Effect of starch addition on thermochemical energy storage in CaCO₃/kaolin composites

Thermochemical energy storage (TCES) has attracted widespread attention due to its high theoretical energy storage density and abundant raw material sources. However, traditional Calcium-based materials suffer from complex fabrication processes and rapid degradation of reactivity and energy storage performance during repeated high-temperature carbonation/calcination cycles, severely restricting their engineering deployment. To address these challenges, this study proposes a synergistic design strategy. We combine structural regulation with inert framework stabilization in composite CaO-based materials. We systematically investigated their reaction behavior, energy storage performance, and cycling stability. Multiscale material characterization techniques were used to reveal the evolution of phase composition and microstructure and their impact on reaction kinetics. The results indicate that, compared to pure CaO, the composite materials effectively suppress grain sintering and pore occlusion under high-temperature cycling.
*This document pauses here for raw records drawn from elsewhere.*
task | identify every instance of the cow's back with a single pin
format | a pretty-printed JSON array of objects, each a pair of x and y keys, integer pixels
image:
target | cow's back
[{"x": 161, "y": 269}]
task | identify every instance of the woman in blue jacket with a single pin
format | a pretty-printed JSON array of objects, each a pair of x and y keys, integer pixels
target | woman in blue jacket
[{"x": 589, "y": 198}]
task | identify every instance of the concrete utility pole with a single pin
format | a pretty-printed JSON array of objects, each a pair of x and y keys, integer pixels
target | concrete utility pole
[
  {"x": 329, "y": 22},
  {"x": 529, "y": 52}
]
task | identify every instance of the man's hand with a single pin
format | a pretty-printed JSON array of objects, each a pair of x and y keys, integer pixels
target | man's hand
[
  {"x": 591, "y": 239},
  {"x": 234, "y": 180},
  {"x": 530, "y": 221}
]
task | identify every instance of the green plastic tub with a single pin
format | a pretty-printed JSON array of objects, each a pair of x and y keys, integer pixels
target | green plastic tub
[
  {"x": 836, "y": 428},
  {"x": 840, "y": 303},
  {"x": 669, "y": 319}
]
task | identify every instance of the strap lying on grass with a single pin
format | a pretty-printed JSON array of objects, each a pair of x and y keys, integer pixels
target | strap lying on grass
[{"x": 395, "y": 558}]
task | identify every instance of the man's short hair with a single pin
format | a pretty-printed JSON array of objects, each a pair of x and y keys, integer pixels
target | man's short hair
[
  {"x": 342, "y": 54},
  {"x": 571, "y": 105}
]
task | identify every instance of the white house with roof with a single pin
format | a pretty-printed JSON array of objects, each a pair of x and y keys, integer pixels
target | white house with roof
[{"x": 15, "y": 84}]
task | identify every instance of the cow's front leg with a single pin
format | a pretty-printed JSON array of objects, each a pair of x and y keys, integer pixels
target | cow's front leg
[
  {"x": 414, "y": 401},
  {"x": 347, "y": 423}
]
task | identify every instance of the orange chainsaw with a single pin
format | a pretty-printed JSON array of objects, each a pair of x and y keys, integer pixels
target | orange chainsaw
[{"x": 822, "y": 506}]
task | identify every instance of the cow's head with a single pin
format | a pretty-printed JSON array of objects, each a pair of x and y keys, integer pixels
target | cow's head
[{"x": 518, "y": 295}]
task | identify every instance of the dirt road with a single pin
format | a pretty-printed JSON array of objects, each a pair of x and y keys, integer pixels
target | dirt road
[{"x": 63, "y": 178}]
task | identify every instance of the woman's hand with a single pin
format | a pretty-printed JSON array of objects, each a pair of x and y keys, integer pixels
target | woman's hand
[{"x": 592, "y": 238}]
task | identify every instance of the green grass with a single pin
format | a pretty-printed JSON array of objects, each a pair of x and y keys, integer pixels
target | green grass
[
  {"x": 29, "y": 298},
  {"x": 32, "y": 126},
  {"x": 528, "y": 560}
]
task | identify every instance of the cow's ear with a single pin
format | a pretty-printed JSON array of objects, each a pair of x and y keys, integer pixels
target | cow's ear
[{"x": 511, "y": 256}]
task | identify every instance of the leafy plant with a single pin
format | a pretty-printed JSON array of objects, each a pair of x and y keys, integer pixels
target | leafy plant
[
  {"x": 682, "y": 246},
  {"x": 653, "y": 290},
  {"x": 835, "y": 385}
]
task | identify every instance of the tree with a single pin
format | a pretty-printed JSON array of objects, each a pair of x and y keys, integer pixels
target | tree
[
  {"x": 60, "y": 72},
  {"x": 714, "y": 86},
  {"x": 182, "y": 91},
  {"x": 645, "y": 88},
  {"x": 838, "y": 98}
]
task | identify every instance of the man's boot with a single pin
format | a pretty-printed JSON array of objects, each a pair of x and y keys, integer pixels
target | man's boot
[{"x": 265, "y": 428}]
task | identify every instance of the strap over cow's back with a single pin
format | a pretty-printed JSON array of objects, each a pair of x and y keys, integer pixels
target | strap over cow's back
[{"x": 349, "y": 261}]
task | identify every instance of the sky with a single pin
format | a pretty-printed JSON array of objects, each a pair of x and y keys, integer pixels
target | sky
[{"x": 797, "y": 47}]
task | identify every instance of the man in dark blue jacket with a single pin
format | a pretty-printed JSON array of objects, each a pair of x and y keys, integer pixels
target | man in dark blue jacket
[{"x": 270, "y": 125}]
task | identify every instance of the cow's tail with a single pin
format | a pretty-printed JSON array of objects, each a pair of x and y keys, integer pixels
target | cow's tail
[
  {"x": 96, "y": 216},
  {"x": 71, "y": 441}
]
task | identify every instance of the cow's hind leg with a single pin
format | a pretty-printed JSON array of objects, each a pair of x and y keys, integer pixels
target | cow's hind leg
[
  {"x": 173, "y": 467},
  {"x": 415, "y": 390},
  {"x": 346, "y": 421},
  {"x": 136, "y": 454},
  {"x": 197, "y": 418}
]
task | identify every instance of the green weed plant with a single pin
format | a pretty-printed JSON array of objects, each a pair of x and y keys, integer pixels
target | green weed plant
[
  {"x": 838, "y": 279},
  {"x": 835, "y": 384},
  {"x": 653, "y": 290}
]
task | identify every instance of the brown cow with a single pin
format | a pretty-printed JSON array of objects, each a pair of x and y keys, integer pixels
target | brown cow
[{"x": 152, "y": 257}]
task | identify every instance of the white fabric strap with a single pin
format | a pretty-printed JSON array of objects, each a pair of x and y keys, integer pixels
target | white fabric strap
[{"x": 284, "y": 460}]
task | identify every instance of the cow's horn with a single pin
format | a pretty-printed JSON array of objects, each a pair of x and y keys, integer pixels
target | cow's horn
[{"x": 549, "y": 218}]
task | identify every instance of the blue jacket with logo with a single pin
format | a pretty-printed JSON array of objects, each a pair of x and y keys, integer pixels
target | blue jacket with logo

By maintaining an open, interconnected pore network, the materials reduce CO₂ mass-transfer resistance and delay kinetic attenuation. The optimized sample maintained stable reaction rates and energy storage density throughout the cycling tests. After 30 cycles, the energy storage density was approximately twice that of pure CaO, while the output heat flow remained consistently high and stable; notably, the maximum output heat flow reached 22.28 kW·kg⁻¹ of composite even in the 30th cycle. Furthermore, the volumetric energy storage density and cycling stability significantly outperformed the control samples, reaching 1.07 GJ·m⁻³ and 0.87 GJ·m⁻³ at the 1st and 30th cycles, respectively. This study provides new insights and a material foundation for the development of highly stable TCES materials through the synergistic regulation of structural stability and reaction kinetics.